L'intervento di Vannacci si inserisce nel contesto della discussione sulla riforma della legge elettorale, attualmente in esame presso la commissione Affari costituzionali della Camera.

Il leader di Futuro Nazionale ha rivolto critiche all'attuale maggioranza di centrodestra, sostenendo: “Non è Vannacci che fa perdere la destra, ma è questa alleanza di centrodestra che si sta comportando come la sinistra. Meno giochi di palazzo. Più potere ai cittadini”. Ha evidenziato come il testo in discussione preveda elementi come il ballottaggio, il premio di maggioranza e correttivi tecnici tra Camera e Senato, ma sia privo delle preferenze, “che tanti avevano promesso”. Vannacci ha inoltre ricordato che la legge elettorale Rosatellum, priva di preferenze, fu redatta dal centrosinistra per mano di Ettore Rosato, e che “ancora una volta si preferisce lasciare ai vertici dei partiti il potere di scegliere chi entra in Parlamento, invece di restituire ai cittadini il diritto di scegliere direttamente i propri rappresentanti”.

La proposta di riforma in commissione: i dettagli

La nuova versione della proposta di legge elettorale, presentata come testo base dai relatori della maggioranza, introduce significative modifiche. Il testo elimina il ballottaggio e innalza dal 40 al 42 per cento la soglia per l'accesso al premio di governabilità. Quest'ultimo viene assegnato solo se una coalizione o lista raggiunge almeno il 42 per cento dei voti validi in entrambe le Camere. In assenza di tale condizione, o in caso di risultati non coerenti tra Camera e Senato, si procederà con il riparto proporzionale.

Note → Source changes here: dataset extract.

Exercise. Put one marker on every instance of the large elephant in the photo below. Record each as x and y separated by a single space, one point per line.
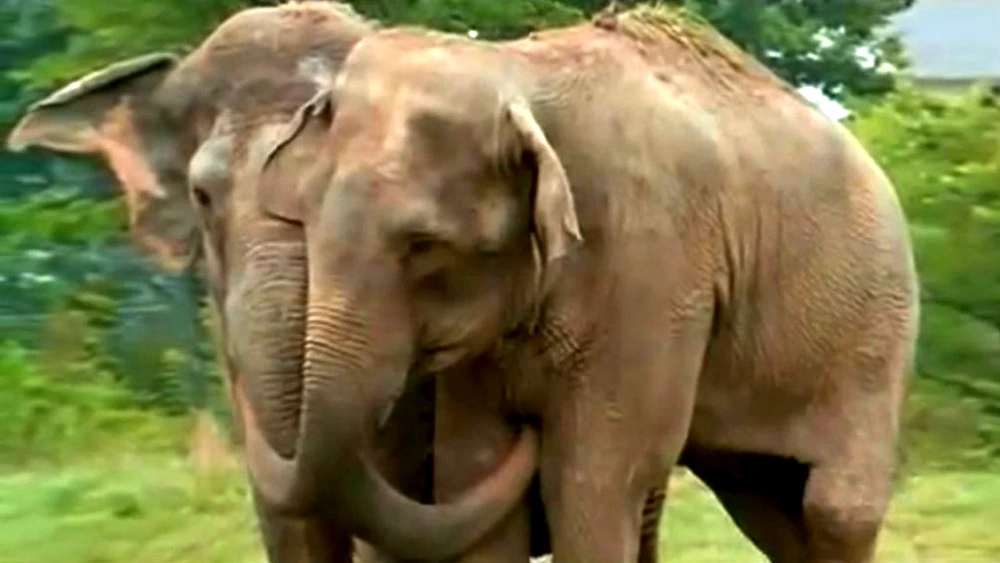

Il premio di governabilità mantiene la sua entità, fissata a 70 seggi per la Camera e 35 per il Senato. Tuttavia, il numero massimo di seggi assegnabili subisce una riduzione, attestandosi a 220 deputati e 113 senatori, escludendo le circoscrizioni speciali (Trentino, Valle d’Aosta, Estero).

Il nodo delle preferenze non è contemplato nel testo base e, sebbene possa essere riaperto tramite emendamenti, costituisce un potenziale elemento di spaccatura all'interno della maggioranza. È inoltre inclusa una disposizione che impegna il governo ad aggiornare, entro tre mesi, il regolamento attuativo della legge 459/2001, al fine di assicurare libertà, sicurezza e segretezza del voto per corrispondenza degli italiani all’estero. L'approdo della riforma in Aula è previsto per il 26 giugno.

Il dibattito sulle preferenze e il ruolo dei partiti

Il dibattito sulle preferenze si conferma un punto centrale nel panorama politico. Vannacci ribadisce che la loro reintroduzione è cruciale per restituire ai cittadini la facoltà di scegliere direttamente i propri rappresentanti, contrapponendosi all'attuale impianto della legge elettorale che affida ai vertici dei partiti la selezione dei candidati eleggibili. Sebbene il tema delle preferenze non figuri nel testo base della riforma, la sua discussione tramite emendamenti è ancora possibile durante l'iter parlamentare.